Pak airspace shut down: Overload on Mumbai ATC, guiding system crashes twice

Pak airspace shut down: Overload on Mumbai ATC, guiding system crashes twice: On April 5, for about two minutes, dozens of commuter aircraft flew sightless over Mumbai, as a workspace of the air traffic system that coordinates flights crashed two times. Air traffic supervisors said the system, one of four machines part of the directorial system which is called as the Lower Area Control (LAC), crashed for the reason that the Mumbai airport is handling a 60% rise in air traffic succeeding to the Pakistan’s shutting of its airspace in the month of February.

Why Pakistan closing off its airspace is such a major step

Pakistan closed its airspace after India’s retaliation to the Pulwama attack, and has not completely opened it. Every day, there are about hundreds of more flights from the east are flying over Mumbai.

The Mumbai air traffic control (ATC) is using a very old system almost a decade with no backup if it be unsuccessful to start again. The system has been running without maintenance for about four months as the agreement with the firm that established it completed in December 2018.

The Authorities of Airports of India is yet to assign a new maintenance agreement. When systems were down on April 5, the ATC just waited for the system to restart. If that didn’t come about in 10 minutes, ATC would have moved to the manual Procedural Control system, which is less proficient as it does not display floght activities. The controllers said that they confronted a crash for the first time on March 30, and were concerned about the overloaded system crashing over again.

An AAI official said, “Once the system crashes, we are not sure if we can handle the traffic manually. It could lead to a total shutdown of the Mumbai airspace.”

A day after the crash on Saturday, the Air Traffic Controllers Guild (western region), wrote a letter to their general secretary in Delhi. HT has a copy of the letter, which points out that the maintenance agreement completed in December and that the system in its present form is a danger to aircraft security.

However, the AAI spokesperson wanted to tone down the issue.
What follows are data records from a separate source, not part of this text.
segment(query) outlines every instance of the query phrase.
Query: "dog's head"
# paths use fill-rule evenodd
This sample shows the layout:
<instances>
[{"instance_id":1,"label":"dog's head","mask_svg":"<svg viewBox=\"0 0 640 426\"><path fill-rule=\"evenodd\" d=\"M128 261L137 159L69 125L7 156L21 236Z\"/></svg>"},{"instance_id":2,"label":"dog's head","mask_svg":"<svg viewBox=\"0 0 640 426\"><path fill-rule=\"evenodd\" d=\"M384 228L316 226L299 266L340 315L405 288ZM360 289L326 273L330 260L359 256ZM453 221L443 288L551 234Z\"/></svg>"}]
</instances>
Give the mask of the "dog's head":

In a statement, the spokesperson JB Singh said, “In any software system, glitches are always there.” He further added, “The display at a particular sector in Mumbai froze and had to be restarted. It became normal in 20 minutes, and during this period, the sector’s airspace was combined with the adjoining ATC sector (Ahmedabad or Nagpur), ensuring safe delivery of service.”
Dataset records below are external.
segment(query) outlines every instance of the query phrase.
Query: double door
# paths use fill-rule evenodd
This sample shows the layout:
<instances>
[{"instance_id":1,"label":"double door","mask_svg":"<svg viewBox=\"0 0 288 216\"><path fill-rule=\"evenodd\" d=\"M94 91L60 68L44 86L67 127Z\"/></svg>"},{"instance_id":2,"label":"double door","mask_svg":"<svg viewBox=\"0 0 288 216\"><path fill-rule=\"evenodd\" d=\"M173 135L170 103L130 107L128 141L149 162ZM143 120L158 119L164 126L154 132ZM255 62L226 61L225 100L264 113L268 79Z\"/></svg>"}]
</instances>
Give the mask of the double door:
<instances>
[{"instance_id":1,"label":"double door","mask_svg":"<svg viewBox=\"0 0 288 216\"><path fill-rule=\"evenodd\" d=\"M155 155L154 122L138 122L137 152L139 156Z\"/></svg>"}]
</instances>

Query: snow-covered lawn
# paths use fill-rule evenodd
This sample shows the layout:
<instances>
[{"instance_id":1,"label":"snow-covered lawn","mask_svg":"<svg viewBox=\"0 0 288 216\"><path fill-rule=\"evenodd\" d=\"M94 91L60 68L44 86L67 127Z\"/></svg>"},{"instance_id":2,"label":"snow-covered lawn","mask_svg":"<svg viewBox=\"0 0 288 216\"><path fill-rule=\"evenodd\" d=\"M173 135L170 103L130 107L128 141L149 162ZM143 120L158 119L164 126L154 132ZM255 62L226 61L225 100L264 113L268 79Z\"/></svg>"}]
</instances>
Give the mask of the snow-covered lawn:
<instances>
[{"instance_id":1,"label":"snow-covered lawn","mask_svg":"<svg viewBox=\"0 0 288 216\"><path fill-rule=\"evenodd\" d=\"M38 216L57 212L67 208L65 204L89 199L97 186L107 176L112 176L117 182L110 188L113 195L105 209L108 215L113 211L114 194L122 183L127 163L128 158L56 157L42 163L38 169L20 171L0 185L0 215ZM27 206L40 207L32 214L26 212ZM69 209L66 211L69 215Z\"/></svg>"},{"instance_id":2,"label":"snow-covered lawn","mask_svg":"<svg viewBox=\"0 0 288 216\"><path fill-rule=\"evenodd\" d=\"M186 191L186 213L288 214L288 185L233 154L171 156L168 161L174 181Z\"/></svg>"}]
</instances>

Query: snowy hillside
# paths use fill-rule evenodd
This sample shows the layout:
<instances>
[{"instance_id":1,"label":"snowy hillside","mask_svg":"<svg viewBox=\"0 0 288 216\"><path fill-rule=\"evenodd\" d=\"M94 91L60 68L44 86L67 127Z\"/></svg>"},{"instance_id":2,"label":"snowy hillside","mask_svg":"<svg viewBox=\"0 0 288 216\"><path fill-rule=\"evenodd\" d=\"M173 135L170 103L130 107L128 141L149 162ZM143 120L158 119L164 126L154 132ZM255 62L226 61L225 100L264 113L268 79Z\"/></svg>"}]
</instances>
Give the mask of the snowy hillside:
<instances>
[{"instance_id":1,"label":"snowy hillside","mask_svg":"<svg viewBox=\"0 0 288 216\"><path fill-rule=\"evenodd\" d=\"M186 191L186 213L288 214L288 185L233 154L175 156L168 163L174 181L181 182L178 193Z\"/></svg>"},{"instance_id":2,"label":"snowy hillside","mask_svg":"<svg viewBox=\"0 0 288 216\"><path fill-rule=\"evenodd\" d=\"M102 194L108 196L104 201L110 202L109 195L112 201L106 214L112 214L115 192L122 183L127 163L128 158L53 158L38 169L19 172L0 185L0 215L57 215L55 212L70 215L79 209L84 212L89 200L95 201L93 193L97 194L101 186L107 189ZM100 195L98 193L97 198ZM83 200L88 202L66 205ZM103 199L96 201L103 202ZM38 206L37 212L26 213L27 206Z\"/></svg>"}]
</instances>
On the other hand, Singh confirmed that the Mumbai automation system was due for replacement. “Tendering action is in progress for a complete replacement. These system glitches are common and happen worldwide,” he said.

Further senior AAI officials said that the concern with the system has been deliberated at the senior-most levels in Mumbai at present and a suggestion to have a new system was directed to AAI’s headquarters in Delhi. But, it will take at least a year to lastly switch the system, after tenders are delivered and the bidding procedure starts, these officials said.

At the present, in order to reduce its traffic load, the Mumbai airport has given out a notice to pilots and airlines that use its airspace to not appeal a direct course over Mumbai, and in its place follow their consistent route.

Airport officials said “This notice to airmen (NOTAM) may last up to a month and is essential. Without it, the load on controllers increases.”